Latest commit 5112558 Jul 19, 2018

README.md

Kubernetes Kafka K8SKafka

This project contains a Docker image meant to facilitate the deployment of Apache Kafka on Kubernetes using StatefulSets.

Limitations

  1. Persistent Volumes must be used. emptyDirs will likely result in a loss of data.
  2. Storage media I/O isolation is not generally possible at this time. Consider using Pod Anti-Affinity rules to place noisy neighbors on separate Nodes.

Docker Image

The docker image contained in this repository is comprised of a base Ubuntu 16.04 image using the latest release of the OpenJDK JRE based on the 1.8 JVM (JDK 8u111), the latest stable release of Kafka (10.2.0) using Scala 2.11. Ubuntu is a much larger image than BusyBox or Alpine, but these images contain mucl or ulibc. This requires a custom version of OpenJDK to be built against a libc runtime other than glibc. While there are smaller Kafka images based on Alpine and BusyBox, the interactions between Kafka, the JVM, and glibc are better understood and easier to debug.

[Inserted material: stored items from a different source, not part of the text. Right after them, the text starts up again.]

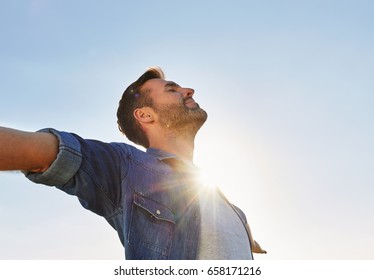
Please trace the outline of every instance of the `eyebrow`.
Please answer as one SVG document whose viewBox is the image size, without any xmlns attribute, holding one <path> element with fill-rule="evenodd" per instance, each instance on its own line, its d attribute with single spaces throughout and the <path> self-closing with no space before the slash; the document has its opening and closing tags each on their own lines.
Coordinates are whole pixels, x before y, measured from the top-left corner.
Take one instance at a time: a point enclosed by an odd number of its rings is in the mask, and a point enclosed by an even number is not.
<svg viewBox="0 0 374 280">
<path fill-rule="evenodd" d="M 176 82 L 167 82 L 164 88 L 167 88 L 167 87 L 180 87 L 180 85 L 178 85 Z"/>
</svg>

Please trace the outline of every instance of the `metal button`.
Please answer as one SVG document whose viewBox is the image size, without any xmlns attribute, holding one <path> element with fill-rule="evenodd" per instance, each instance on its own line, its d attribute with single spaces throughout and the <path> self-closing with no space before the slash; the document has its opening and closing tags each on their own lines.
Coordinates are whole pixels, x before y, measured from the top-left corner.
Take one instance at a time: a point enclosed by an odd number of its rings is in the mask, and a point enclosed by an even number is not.
<svg viewBox="0 0 374 280">
<path fill-rule="evenodd" d="M 161 214 L 161 211 L 157 209 L 157 210 L 156 210 L 156 214 L 157 214 L 157 215 L 160 215 L 160 214 Z"/>
</svg>

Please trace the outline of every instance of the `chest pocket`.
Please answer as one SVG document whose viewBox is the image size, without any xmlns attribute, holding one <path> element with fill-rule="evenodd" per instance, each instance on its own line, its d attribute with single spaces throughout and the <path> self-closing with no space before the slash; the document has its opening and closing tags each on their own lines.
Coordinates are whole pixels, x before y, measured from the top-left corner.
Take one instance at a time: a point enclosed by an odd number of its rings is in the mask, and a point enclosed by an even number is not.
<svg viewBox="0 0 374 280">
<path fill-rule="evenodd" d="M 168 207 L 135 192 L 130 223 L 129 247 L 138 259 L 168 259 L 175 229 Z"/>
</svg>

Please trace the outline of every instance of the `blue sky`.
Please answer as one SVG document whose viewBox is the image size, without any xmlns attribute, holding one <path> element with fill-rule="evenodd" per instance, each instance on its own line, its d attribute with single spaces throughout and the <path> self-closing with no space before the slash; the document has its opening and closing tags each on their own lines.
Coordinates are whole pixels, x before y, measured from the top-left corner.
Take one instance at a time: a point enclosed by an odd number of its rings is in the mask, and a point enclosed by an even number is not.
<svg viewBox="0 0 374 280">
<path fill-rule="evenodd" d="M 146 68 L 195 89 L 195 162 L 242 208 L 257 259 L 374 258 L 371 1 L 2 1 L 0 126 L 125 141 Z M 0 173 L 0 259 L 121 259 L 76 198 Z"/>
</svg>

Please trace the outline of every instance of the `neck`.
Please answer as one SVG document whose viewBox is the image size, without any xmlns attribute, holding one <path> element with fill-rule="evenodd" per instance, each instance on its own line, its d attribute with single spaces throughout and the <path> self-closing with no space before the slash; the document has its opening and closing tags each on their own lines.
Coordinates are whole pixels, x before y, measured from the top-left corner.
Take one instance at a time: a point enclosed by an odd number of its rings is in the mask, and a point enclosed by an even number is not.
<svg viewBox="0 0 374 280">
<path fill-rule="evenodd" d="M 162 137 L 150 137 L 150 148 L 160 149 L 184 160 L 193 161 L 195 134 L 159 133 Z"/>
</svg>

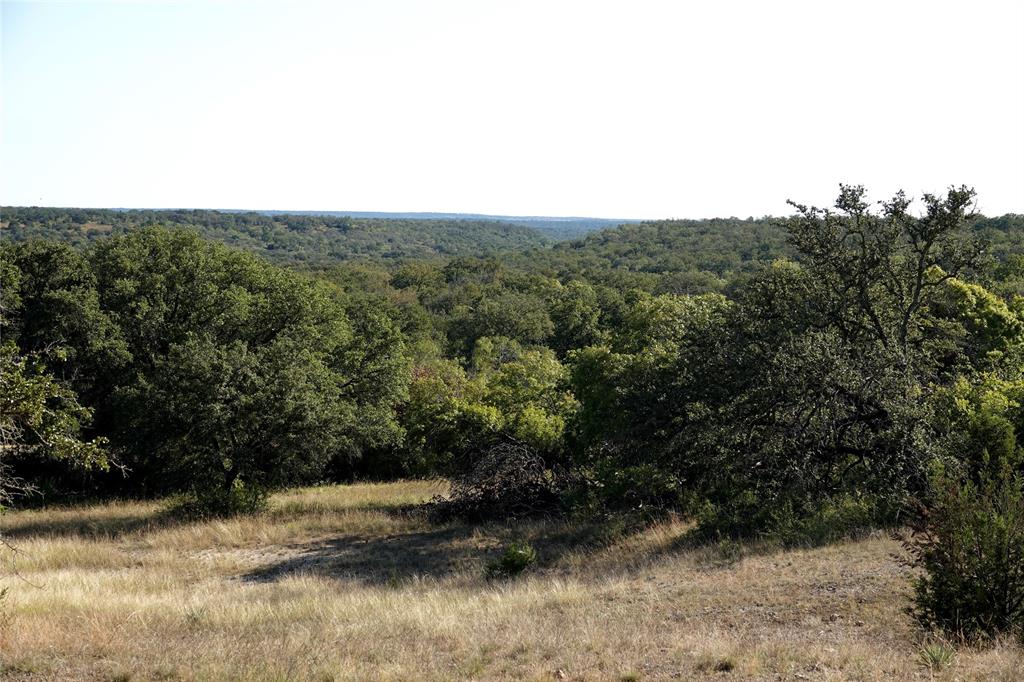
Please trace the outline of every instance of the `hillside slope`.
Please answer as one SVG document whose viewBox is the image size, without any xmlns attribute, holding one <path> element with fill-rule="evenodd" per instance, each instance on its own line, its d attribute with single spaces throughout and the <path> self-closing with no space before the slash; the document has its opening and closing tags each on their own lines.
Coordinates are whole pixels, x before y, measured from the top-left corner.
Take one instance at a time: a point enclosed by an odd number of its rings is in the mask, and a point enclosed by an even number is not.
<svg viewBox="0 0 1024 682">
<path fill-rule="evenodd" d="M 78 246 L 145 225 L 190 227 L 206 239 L 279 263 L 479 256 L 551 241 L 530 227 L 490 220 L 62 208 L 4 208 L 0 218 L 6 239 L 45 238 Z"/>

The image is built such that the Kafka JVM process is designated to run as a non-root user. By default, this user is kafka and has UID 1000 and GID 1000. The Kafka package is installed into the /opt/kafka directory, all configuration is installed into /opt/kafka/config and all executables are in /opt/kafka/bin. Due to the implementation of the scripts in /opt/kafka/bin, it is not feasible to symbolically link them into the /user/bin directory. As such, the /opt/kafka/bin directory is added to the PATH environment variable.

ZooKeeper

Kafka requires an installation of Apache Zookeeper for broker configuration storage and coordination. An example of how to deploy a ZooKeeper ensemble on Kubernetes can be found here. For testing purposes an ensemble of 1-3 servers is sufficient. For production use, you should consider deploying at least 5 servers so that you can tolerate the loss of one server during the planned maintenance of another. If you are running ZooKeeper on Kubernetes, it is best to use a separate ensemble for each Kafka cluster. For production use, you should ensure that each ZooKeeper server has at least 2 GiB of heap with at least 4 GiB of reserved memory for the Pod. As ZooKeeper is not particularly CPU intensive, 2 CPUs per server should be sufficient for most use cases. If you are running Kubernetes on a Cloud Provider (e.g. GCP, Azure, or AWS), you should provision a fast storage class for the ZooKeeper PVs. As the PVs are backed by network attached storage, there is little to be gained from isolating the write ahead log from the snapshots directory.

Headless Service

The Kafka Stateful Set requires a Headless Service to control the network domain for the Kafka brokers. The yaml below creates a Headless Service that allows brokers to be discovered and exposes the 9093 port for client connections.

apiVersion: v1
kind: Service
metadata:
  name: kafka-svc
  labels:
    app: kafka
spec:
  ports:
  - port: 9093
    name: server
  clusterIP: None
  selector:
    app: kafka

StatefulSet

The Kafka StatefulSet deploys a configurable number of replicas on the Kubernetes cluster. The StatefulSet serviceName must match the Headless Service and specify the desired number of brokers.

apiVersion: apps/v1beta1
kind: StatefulSet
metadata:
  name: kafka
spec:
  serviceName: kafka-svc
  replicas: 3
  ...

Configuration

This section details the configuration of the Kafka cluster.

Broker Configuration

The configuration for each broker is generated by overriding the default configuration with command line flags. The high and medium importance configuration parameters form the Kafka documentation.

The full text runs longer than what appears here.